Indiana Senate Bill 358 would broadly allow consumers to learn what personal information about them is held by companies, request its deletion, and opt out of some uses of that data.

One specific provision would give people the right to opt out of targeted advertising -- meaning ads based on inferences about people gleaned from their activities over time across nonaffiliated websites or applications.

That opt-out right would not extend to ads based on first-party data, or to contextual ads based on people's current searches, website visits or app use.

The bill also would not allow consumers to sue over violations.

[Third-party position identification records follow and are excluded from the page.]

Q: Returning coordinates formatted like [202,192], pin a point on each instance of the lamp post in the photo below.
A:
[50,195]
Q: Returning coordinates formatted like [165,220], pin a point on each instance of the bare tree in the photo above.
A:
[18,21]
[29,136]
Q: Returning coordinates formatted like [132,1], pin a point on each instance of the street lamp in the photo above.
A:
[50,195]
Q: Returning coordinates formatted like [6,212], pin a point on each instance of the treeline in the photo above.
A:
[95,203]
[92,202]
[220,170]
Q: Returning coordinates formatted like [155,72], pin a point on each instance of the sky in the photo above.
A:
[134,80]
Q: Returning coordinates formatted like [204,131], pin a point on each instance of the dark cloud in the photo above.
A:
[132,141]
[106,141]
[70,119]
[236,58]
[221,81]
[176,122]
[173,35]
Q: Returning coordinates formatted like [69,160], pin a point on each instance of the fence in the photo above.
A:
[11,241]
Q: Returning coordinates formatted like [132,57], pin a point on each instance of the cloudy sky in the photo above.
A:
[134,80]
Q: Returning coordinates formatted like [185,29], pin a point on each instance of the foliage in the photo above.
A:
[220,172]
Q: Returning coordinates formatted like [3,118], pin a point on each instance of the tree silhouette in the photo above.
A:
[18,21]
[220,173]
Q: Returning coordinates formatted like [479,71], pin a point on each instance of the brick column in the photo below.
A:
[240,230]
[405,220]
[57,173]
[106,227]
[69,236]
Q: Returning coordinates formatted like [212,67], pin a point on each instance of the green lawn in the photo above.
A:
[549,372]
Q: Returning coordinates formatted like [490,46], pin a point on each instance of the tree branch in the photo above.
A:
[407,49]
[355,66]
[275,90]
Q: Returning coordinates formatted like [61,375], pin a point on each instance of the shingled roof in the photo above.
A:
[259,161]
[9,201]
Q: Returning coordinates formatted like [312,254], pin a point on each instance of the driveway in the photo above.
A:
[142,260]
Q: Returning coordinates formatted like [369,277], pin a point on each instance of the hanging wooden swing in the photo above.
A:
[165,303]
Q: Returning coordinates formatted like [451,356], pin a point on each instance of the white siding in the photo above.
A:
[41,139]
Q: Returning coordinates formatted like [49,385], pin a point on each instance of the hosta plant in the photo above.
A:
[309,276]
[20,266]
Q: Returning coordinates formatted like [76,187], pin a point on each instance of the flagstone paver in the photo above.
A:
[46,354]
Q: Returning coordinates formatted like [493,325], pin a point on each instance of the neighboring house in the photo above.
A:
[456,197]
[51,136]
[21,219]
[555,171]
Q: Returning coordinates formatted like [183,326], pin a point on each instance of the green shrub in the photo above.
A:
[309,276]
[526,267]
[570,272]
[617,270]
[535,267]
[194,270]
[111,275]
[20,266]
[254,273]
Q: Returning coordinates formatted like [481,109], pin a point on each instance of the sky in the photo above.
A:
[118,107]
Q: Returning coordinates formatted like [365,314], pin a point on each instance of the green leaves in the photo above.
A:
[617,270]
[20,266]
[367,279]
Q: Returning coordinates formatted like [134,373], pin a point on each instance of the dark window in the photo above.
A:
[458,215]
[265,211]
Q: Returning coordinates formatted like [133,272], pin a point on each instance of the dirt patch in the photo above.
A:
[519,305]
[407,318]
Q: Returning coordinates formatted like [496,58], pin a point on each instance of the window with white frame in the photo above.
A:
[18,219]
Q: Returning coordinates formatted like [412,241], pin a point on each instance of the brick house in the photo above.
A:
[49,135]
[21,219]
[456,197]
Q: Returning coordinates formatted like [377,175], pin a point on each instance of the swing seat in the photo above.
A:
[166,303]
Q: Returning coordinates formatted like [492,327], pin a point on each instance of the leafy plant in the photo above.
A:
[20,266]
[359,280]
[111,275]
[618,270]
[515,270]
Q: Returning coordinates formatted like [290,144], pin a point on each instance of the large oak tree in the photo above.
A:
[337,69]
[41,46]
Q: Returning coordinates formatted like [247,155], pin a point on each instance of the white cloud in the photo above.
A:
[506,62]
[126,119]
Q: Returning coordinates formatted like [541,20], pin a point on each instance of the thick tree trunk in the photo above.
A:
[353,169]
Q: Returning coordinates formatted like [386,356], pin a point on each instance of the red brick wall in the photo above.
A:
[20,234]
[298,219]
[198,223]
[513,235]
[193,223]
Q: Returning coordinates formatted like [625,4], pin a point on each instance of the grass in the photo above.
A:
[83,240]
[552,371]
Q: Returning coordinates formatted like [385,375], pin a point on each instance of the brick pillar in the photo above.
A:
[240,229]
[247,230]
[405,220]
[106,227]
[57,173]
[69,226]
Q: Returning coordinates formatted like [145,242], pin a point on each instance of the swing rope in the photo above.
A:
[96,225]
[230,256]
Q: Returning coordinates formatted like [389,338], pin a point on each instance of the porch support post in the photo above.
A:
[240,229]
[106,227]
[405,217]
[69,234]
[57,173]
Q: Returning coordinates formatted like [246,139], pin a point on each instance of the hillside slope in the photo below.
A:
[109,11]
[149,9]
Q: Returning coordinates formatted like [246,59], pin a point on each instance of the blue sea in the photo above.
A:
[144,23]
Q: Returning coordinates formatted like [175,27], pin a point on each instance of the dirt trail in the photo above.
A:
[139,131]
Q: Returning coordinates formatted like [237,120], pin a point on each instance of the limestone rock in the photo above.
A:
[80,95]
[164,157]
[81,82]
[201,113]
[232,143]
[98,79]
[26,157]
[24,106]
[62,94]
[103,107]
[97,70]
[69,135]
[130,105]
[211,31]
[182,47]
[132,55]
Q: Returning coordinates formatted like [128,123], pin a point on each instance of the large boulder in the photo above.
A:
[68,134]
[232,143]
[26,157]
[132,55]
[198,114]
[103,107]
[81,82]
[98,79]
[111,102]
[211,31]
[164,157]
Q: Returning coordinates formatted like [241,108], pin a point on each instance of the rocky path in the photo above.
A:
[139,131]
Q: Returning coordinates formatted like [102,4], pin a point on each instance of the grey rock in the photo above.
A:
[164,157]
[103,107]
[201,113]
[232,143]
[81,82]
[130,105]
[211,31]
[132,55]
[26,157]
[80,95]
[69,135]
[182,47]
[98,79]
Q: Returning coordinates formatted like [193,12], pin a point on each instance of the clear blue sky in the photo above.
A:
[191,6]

Instead, the state attorney general would have sole responsibility for enforcement.

Advocacy group Consumer Reports says the bill should be strengthened.

“Indiana SB 358, which just passed the Senate, doesn’t do enough to protect consumers’ privacy,” Consumer Reports' tech policy analyst Maureen Mahoney tweeted this week.

Among other proposed changes, Consumer Reports says lawmakers should require companies to honor global opt-out signals, such as commands that consumers can send through their browsers.

“This could help make the opt-out model more workable for consumers, but unless companies are required to comply, it is unlikely that consumers will benefit,” Mahoney said in a letter sent to Indiana lawmakers last month.

Colorado's new privacy law will require companies to honor opt-out requests made through browser settings or other global mechanisms; that provision won't take effect until 2024.

In California, regulations passed by the state attorney general require companies to comply with requests through the Global Privacy Control -- a tool that, when activated, transmits an opt-out request to all websites.

If Indiana's bill passes, it will take effect in 2025.